The Problem with Painkillers: They Weren't Made for Women
Posted by Mehr Singh on October 17, 2023
"A Sick Woman and Her Doctor" by Frans van Mieris the Elder (1635–1681) is one of many Golden Age artworks capturing upper-class women in consultation with their physicians. To 21st century viewers like us, these portrayals often unmask the inherent shortcomings and gender biases in the medical practices of the time, offering a glimpse into societal norms that shaped medical consultations. For example, these artworks frequently featured pregnant women being examined by doctors, who seemed entirely unaware of the woman's evident pregnancy, underscoring a significant disconnect in understanding women’s reproductive health. Funnily enough, this relationship between medicine and women is not far off to how it is today.

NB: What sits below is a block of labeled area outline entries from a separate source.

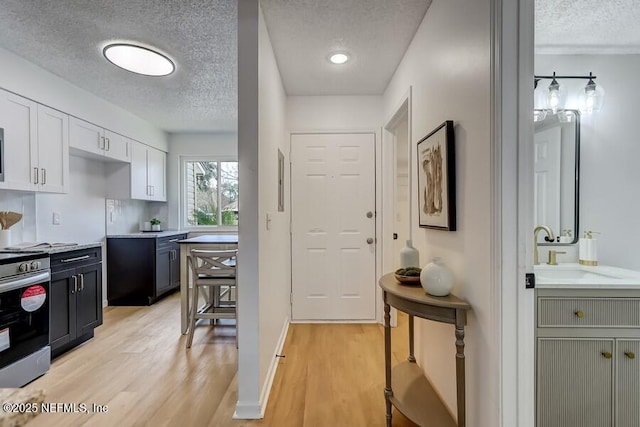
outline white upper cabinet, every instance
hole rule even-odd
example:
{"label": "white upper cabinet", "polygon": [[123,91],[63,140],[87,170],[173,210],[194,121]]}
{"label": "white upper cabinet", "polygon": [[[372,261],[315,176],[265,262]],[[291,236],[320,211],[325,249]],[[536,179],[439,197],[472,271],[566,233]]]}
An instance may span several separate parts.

1980? I Wasn't Even Born Yet!
It’s the year 2023. We have cars that can drive themselves, artificial intelligence that can compose symphonies and biotechnology that can edit the human genome, offering the promise of eradicating genetic disorders. Space tourism is no longer a pipe dream but a booming industry, and augmented reality glasses are rapidly blending the digital world with the physical.

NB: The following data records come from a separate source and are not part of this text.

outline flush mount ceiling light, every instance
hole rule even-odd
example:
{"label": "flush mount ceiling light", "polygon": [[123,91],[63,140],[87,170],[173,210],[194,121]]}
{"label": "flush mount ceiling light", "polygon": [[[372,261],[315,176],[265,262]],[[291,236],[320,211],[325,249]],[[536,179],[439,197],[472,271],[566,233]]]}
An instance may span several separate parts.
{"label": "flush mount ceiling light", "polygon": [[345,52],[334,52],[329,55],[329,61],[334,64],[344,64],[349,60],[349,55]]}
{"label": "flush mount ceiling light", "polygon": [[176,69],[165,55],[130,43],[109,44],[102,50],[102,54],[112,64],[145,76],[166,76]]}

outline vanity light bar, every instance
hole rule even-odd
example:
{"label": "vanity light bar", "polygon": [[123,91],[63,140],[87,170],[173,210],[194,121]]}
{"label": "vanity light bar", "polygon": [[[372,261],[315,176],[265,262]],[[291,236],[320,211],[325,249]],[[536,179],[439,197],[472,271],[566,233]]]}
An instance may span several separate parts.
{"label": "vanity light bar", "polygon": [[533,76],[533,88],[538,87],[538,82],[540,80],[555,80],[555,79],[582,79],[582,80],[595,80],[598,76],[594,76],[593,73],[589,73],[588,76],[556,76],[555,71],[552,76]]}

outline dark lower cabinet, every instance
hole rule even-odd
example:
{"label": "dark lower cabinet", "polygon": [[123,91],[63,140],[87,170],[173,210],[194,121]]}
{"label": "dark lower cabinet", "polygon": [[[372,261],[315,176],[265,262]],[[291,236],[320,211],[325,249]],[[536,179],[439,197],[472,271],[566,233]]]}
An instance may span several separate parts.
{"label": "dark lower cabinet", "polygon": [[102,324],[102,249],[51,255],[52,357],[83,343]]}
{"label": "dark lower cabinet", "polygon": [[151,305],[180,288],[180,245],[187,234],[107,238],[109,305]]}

Yet, amidst this technological renaissance, a glaring paradox persists. Over 90% of women continue to grapple with menstrual cramps using an unevolved, 1980s-era solution: over-the-counter (OTC) painkillers. This makes even less sense when you look at how severely dysmenorrhea (menstrual pain) impacts many women’s lives - it’s the primary cause of school and work absences among young women, with 14% to 52% reporting they had to skip their usual routine because of crippling pain.

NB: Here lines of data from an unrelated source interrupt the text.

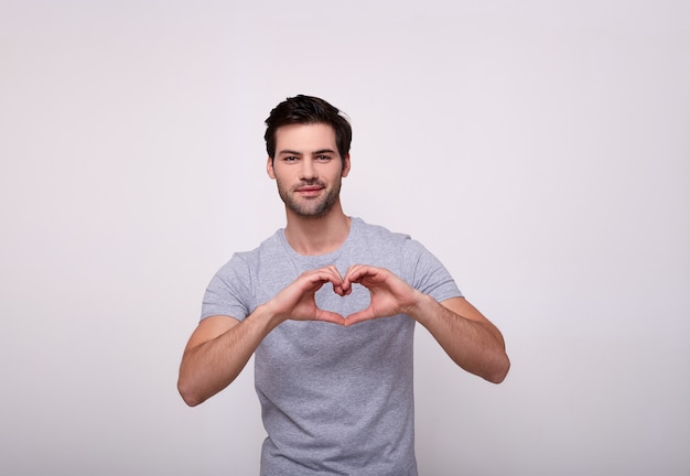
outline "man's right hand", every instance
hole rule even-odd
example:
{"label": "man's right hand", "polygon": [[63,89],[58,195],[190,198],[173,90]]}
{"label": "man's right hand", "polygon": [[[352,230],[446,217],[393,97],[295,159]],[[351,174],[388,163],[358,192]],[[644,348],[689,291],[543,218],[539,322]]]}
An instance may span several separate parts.
{"label": "man's right hand", "polygon": [[333,264],[306,271],[290,285],[266,303],[267,312],[280,322],[325,321],[344,325],[345,318],[337,313],[324,311],[316,305],[315,294],[325,283],[333,284],[336,294],[344,295],[343,278]]}

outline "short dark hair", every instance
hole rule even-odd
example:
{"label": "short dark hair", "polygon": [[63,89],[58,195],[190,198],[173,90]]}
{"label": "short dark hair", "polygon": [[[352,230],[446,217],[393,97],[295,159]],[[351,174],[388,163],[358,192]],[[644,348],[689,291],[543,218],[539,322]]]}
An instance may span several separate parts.
{"label": "short dark hair", "polygon": [[266,119],[266,151],[273,159],[276,156],[276,131],[282,126],[290,125],[324,123],[331,126],[335,132],[335,144],[344,162],[349,153],[349,144],[353,140],[353,129],[345,115],[325,100],[298,95],[280,102],[271,110]]}

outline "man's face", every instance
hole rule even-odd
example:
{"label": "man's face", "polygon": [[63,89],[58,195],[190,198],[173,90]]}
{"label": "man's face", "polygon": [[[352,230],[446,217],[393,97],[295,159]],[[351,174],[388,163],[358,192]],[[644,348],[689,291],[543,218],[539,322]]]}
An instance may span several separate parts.
{"label": "man's face", "polygon": [[349,172],[337,152],[335,132],[327,125],[291,125],[276,131],[276,156],[267,171],[289,212],[323,217],[338,202],[341,180]]}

Anyone reading this has probably used OTC painkillers at least once in their life. Painkillers, after all, are the world’s most purchased OTC medication, with the global analgesics market set to reach US$42.65 billion in 2027.
Given their perceived safety, ease of access, immediate relief, and social acceptance, the popularity of OTC painkillers makes sense. However, being the most popular must not be mistaken for being the best. Within the realm of women’s health, the over-reliance on these medications highlights the glaring void of investment and innovation in developing precise, targeted, and holistic treatments to address the underlying causes of menstrual symptoms.